U.S. senators — who make $165,200 a year — almost annually vote to give themselves a pay raise without including any attachments.

Sen. Edward Kennedy (D-Mass.), a leading Senate proponent of a “clean” minimum wage bill, said Republicans have 70 more amendments to attach to the bill.

There were indications senators would attach $8 billion worth of new tax breaks for small business, approved in mid-January by the Democratic-run Senate Finance Committee, as a price to get the 60 votes needed to shut off debate and pass the bill. But attaching the tax breaks would kick the bill back to the House, causing more delay.

And attaching the tax breaks angered both Change to Win Chair Anna Burger and AFL-CIO President John Sweeney.

“The fight for a ‘clean’ (minimum wage) bill is over, but the fight to give America a raise is not,” Burger said. “The minimum wage increase is not dead — it is simply open now to am- endments.

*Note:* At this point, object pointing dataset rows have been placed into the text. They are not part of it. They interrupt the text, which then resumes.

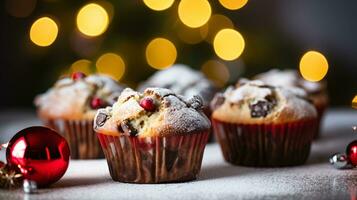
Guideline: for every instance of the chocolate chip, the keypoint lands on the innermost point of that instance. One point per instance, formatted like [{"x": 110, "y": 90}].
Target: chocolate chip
[
  {"x": 195, "y": 102},
  {"x": 170, "y": 157},
  {"x": 261, "y": 108},
  {"x": 217, "y": 101},
  {"x": 128, "y": 128},
  {"x": 101, "y": 118}
]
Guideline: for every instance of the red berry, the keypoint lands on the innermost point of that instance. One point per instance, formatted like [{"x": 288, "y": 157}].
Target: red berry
[
  {"x": 148, "y": 104},
  {"x": 78, "y": 75},
  {"x": 97, "y": 103},
  {"x": 351, "y": 152}
]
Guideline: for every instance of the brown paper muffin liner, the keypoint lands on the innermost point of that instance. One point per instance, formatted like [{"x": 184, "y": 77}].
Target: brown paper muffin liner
[
  {"x": 265, "y": 145},
  {"x": 154, "y": 159},
  {"x": 320, "y": 113},
  {"x": 80, "y": 136}
]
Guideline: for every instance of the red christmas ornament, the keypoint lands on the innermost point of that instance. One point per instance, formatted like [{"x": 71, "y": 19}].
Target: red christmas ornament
[
  {"x": 97, "y": 103},
  {"x": 41, "y": 154},
  {"x": 351, "y": 152},
  {"x": 78, "y": 75},
  {"x": 148, "y": 104}
]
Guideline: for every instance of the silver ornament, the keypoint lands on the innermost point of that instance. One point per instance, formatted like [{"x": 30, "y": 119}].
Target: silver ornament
[
  {"x": 340, "y": 161},
  {"x": 30, "y": 187}
]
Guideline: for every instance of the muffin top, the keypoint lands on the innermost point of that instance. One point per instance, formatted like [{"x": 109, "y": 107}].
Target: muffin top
[
  {"x": 78, "y": 97},
  {"x": 182, "y": 80},
  {"x": 290, "y": 78},
  {"x": 255, "y": 102},
  {"x": 155, "y": 112}
]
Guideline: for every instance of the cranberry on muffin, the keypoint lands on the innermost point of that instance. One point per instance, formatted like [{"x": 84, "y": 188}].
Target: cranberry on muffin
[
  {"x": 262, "y": 125},
  {"x": 184, "y": 81},
  {"x": 153, "y": 137},
  {"x": 70, "y": 106}
]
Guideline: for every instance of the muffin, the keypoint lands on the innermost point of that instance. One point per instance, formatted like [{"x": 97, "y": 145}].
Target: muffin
[
  {"x": 70, "y": 106},
  {"x": 262, "y": 125},
  {"x": 153, "y": 137},
  {"x": 184, "y": 81},
  {"x": 316, "y": 91}
]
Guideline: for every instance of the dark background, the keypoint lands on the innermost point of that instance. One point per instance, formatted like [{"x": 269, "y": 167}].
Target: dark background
[{"x": 277, "y": 33}]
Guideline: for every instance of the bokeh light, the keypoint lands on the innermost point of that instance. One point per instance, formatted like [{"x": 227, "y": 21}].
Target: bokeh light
[
  {"x": 233, "y": 4},
  {"x": 82, "y": 65},
  {"x": 44, "y": 31},
  {"x": 160, "y": 53},
  {"x": 112, "y": 65},
  {"x": 189, "y": 35},
  {"x": 20, "y": 8},
  {"x": 194, "y": 13},
  {"x": 92, "y": 20},
  {"x": 215, "y": 24},
  {"x": 313, "y": 66},
  {"x": 159, "y": 5},
  {"x": 228, "y": 44},
  {"x": 216, "y": 71}
]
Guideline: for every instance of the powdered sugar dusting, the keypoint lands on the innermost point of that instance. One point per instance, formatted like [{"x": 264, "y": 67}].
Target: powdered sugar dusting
[
  {"x": 182, "y": 80},
  {"x": 173, "y": 114},
  {"x": 70, "y": 98},
  {"x": 249, "y": 90},
  {"x": 289, "y": 78},
  {"x": 258, "y": 101}
]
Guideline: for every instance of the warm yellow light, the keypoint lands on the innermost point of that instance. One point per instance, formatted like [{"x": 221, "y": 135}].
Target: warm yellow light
[
  {"x": 233, "y": 4},
  {"x": 158, "y": 5},
  {"x": 215, "y": 24},
  {"x": 189, "y": 35},
  {"x": 82, "y": 65},
  {"x": 112, "y": 65},
  {"x": 216, "y": 71},
  {"x": 228, "y": 44},
  {"x": 43, "y": 31},
  {"x": 92, "y": 19},
  {"x": 194, "y": 13},
  {"x": 160, "y": 53},
  {"x": 313, "y": 66}
]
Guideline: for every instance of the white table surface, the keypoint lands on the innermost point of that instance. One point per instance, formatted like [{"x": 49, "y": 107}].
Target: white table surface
[{"x": 218, "y": 179}]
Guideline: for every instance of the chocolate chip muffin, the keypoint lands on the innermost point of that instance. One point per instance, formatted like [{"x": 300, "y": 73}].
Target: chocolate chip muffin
[
  {"x": 70, "y": 106},
  {"x": 153, "y": 137},
  {"x": 262, "y": 125},
  {"x": 316, "y": 91},
  {"x": 184, "y": 81}
]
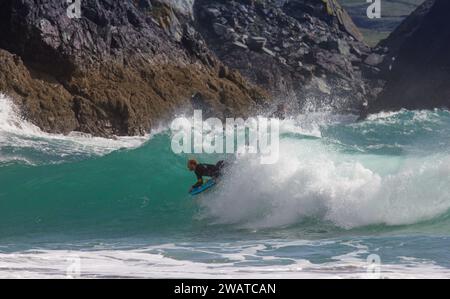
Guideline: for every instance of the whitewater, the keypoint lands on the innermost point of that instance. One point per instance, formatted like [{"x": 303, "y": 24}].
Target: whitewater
[{"x": 342, "y": 192}]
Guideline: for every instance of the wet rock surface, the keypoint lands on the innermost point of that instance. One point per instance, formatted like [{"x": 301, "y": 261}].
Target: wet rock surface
[
  {"x": 308, "y": 53},
  {"x": 417, "y": 61},
  {"x": 120, "y": 69}
]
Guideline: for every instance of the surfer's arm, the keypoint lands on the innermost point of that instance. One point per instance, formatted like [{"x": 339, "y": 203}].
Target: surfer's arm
[{"x": 199, "y": 183}]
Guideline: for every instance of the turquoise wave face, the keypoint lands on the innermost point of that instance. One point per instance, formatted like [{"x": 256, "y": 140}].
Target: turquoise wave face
[{"x": 335, "y": 177}]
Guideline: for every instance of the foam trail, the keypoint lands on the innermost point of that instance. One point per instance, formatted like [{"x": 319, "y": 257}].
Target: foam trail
[
  {"x": 312, "y": 179},
  {"x": 31, "y": 144}
]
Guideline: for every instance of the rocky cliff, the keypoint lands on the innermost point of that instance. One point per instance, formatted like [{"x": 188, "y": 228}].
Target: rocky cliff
[
  {"x": 119, "y": 69},
  {"x": 126, "y": 65},
  {"x": 416, "y": 63},
  {"x": 306, "y": 52}
]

We will continue to work hard to prevent any amendments from being added to the bill that would hurt workers.”

Sweeney says, in the past 10 years, the Republican-controlled Congress showered corporations with $276 billion in tax breaks, plus another $36 billion aimed exclusively at small businesses.

“It's just plain wrong to ask these working families to wait even longer to receive a minimum wage increase while many of our nation’s leaders shower big business with additional tax perks,” Sweeney said.

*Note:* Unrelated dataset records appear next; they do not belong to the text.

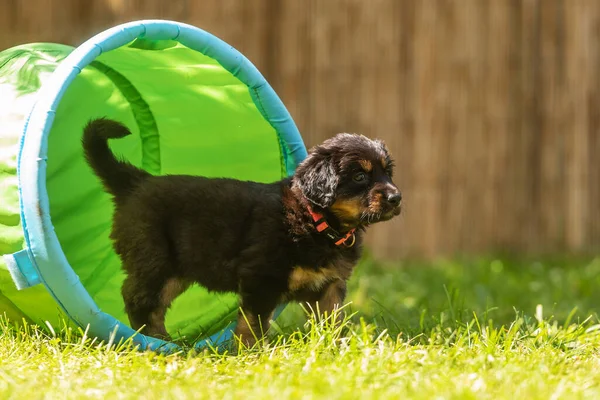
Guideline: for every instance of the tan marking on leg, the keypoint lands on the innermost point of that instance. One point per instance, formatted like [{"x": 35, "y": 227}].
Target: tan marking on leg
[{"x": 383, "y": 162}]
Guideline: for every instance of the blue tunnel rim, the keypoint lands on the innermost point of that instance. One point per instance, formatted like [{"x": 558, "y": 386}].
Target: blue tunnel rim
[{"x": 42, "y": 244}]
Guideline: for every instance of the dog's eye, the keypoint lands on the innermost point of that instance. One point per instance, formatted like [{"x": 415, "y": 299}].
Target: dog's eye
[{"x": 360, "y": 177}]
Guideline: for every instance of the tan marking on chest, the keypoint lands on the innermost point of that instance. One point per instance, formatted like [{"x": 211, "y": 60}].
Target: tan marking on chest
[
  {"x": 308, "y": 278},
  {"x": 366, "y": 165}
]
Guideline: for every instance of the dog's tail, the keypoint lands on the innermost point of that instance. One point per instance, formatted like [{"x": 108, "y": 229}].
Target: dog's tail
[{"x": 118, "y": 176}]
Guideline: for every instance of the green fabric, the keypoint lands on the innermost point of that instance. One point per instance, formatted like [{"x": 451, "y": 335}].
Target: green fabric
[{"x": 188, "y": 115}]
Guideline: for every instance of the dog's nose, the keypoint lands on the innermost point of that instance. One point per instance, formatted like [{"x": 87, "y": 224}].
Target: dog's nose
[{"x": 394, "y": 198}]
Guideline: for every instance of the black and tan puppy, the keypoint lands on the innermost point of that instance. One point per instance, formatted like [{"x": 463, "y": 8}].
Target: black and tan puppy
[{"x": 293, "y": 240}]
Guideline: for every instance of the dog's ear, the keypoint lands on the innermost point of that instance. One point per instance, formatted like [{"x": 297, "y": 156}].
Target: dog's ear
[{"x": 317, "y": 178}]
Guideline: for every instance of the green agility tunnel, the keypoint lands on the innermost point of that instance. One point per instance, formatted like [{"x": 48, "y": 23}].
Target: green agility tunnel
[{"x": 196, "y": 106}]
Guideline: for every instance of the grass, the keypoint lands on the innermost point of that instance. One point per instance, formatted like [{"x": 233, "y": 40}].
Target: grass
[{"x": 464, "y": 329}]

President Bush has signaled that he would sign a bill providing for a wage increase with related tax breaks.

In a statement on its Web site, the Oregon AFL-CIO said, “Senator Smith is the only one of Oregon’s congressional delegates who is out of sync with Oregon voters on this minimum wage bill. We salute the others — including Sen. Ron Wyden, and Representatives Earl Blumenauer, Peter DeFazio, Darlene Hooley, David Wu, and even Smith’s Republican colleague Rep. Greg Walden — who supported this long-overdue raise.”

The federal minimum wage has no impact on Oregonians, as they have twice voted in favor of raising the minimum wage at the state level. Oregon has the second highest minimum wage in the nation at $7.80 an hour.